Pankaj Mahato
Pankaj Mahato

Reputation: 1113

When passing 2d array to function what is the difference between single pointer and double pointer?

We can pass a 2d array as a single pointer and as well as a double pointer. But in the 2nd case the output is not as expected. So what is wrong in the 2nd code?

Method 1:

#include <stdio.h>
void print(int *arr, int m, int n)
{
    int i, j;
    for (i = 0; i < m; i++)
      for (j = 0; j < n; j++)
        printf("%d ", *((arr+i*n) + j));
}

int main()
{
    int arr[][3] = {{1, 2, 3}, {4, 5, 6}, {7, 8, 9}};
    int m = 3, n = 3;
    print((int *)arr, m, n);
    return 0;
}

Output:

1 2 3 4 5 6 7 8 9

Method 2:

#include <stdio.h>
void print(int *arr[], int m, int n)
{
    int i, j;
    for (i = 0; i < m; i++)
      for (j = 0; j < n; j++)
        printf("%d ", *((arr+i*n) + j));
}

int main()
{
    int arr[][3] = {{1, 2, 3}, {4, 5, 6}, {7, 8, 9}};
    int m = 3;
    int n = 3;
    print((int **)arr, m, n);
    return 0;
}

Output:

1 3 5 7 9 3 0 -1990071075 0

Upvotes: 3

Views: 297

Answers (2)

David Ranieri
David Ranieri

Reputation: 41017

The first one is undefined behavior: Accesing a 2D array using a single pointer.

The second one is simply wrong, you can't pass a 2D array (arr[][3]) to an array of int pointers (*arr[]), take a look to Correct way of passing 2 dimensional array into a function:

void print(int *arr[], int m, int n)

Must be

void print(int arr[][3], int n) /* You don't need the last dimesion */

or

void print(int (*arr)[3], int n) /* A pointer to an array of integers */

But this way the column in arr[][3] must be globally defined.

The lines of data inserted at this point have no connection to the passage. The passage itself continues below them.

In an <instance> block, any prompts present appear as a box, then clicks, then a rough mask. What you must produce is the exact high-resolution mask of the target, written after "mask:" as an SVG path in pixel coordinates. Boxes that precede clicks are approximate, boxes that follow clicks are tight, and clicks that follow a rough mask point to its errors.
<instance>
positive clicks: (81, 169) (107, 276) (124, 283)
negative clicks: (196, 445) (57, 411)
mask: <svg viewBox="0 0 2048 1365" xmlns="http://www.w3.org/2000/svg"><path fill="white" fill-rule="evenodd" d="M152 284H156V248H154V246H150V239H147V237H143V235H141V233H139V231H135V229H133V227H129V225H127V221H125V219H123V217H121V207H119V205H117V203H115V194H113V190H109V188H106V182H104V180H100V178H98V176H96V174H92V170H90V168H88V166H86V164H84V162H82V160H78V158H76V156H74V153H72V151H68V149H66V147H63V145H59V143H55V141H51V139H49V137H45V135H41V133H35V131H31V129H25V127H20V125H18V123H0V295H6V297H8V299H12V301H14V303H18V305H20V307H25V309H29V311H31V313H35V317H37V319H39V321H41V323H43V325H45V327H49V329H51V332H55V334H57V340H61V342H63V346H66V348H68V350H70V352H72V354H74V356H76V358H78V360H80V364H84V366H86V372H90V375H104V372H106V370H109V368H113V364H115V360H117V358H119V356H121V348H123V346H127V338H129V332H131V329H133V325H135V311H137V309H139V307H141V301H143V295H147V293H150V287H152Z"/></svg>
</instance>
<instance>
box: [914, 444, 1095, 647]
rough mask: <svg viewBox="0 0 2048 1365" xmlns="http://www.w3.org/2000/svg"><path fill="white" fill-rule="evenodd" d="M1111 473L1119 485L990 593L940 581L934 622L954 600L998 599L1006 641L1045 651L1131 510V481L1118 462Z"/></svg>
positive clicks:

Isn't any other workaround?

Under C99 you can use VLA's (Variable-length array):

void print(int rows, int cols, int arr[rows][cols])

Upvotes: 5

Marek Vavrusa
Marek Vavrusa

Reputation: 256

Alter Mann is right, but the main problem in Method 2 is this code:

*((arr+i*n) + j)

Since arr is now type of int *arr[], the element size is sizeof(int *) and not sizeof(int) as in the first case. So when f.e. arr = 0, then arr + 1 equals to 0 + sizeof(int*) instead of 0 + sizeof(int) as in the first case. It would work okay if the arr was casted to (int*) like:

*(((int *)arr+i*n) + j)

TL;DR you're jumping through the array by the pointer size, not an integer size.

My personal suggestion is to use pointers, but access it like an array:

int *arr[];
return arr[i][j];

This works every time unlike the pointer arithmetic that might bite you with the step size, like it did with your case.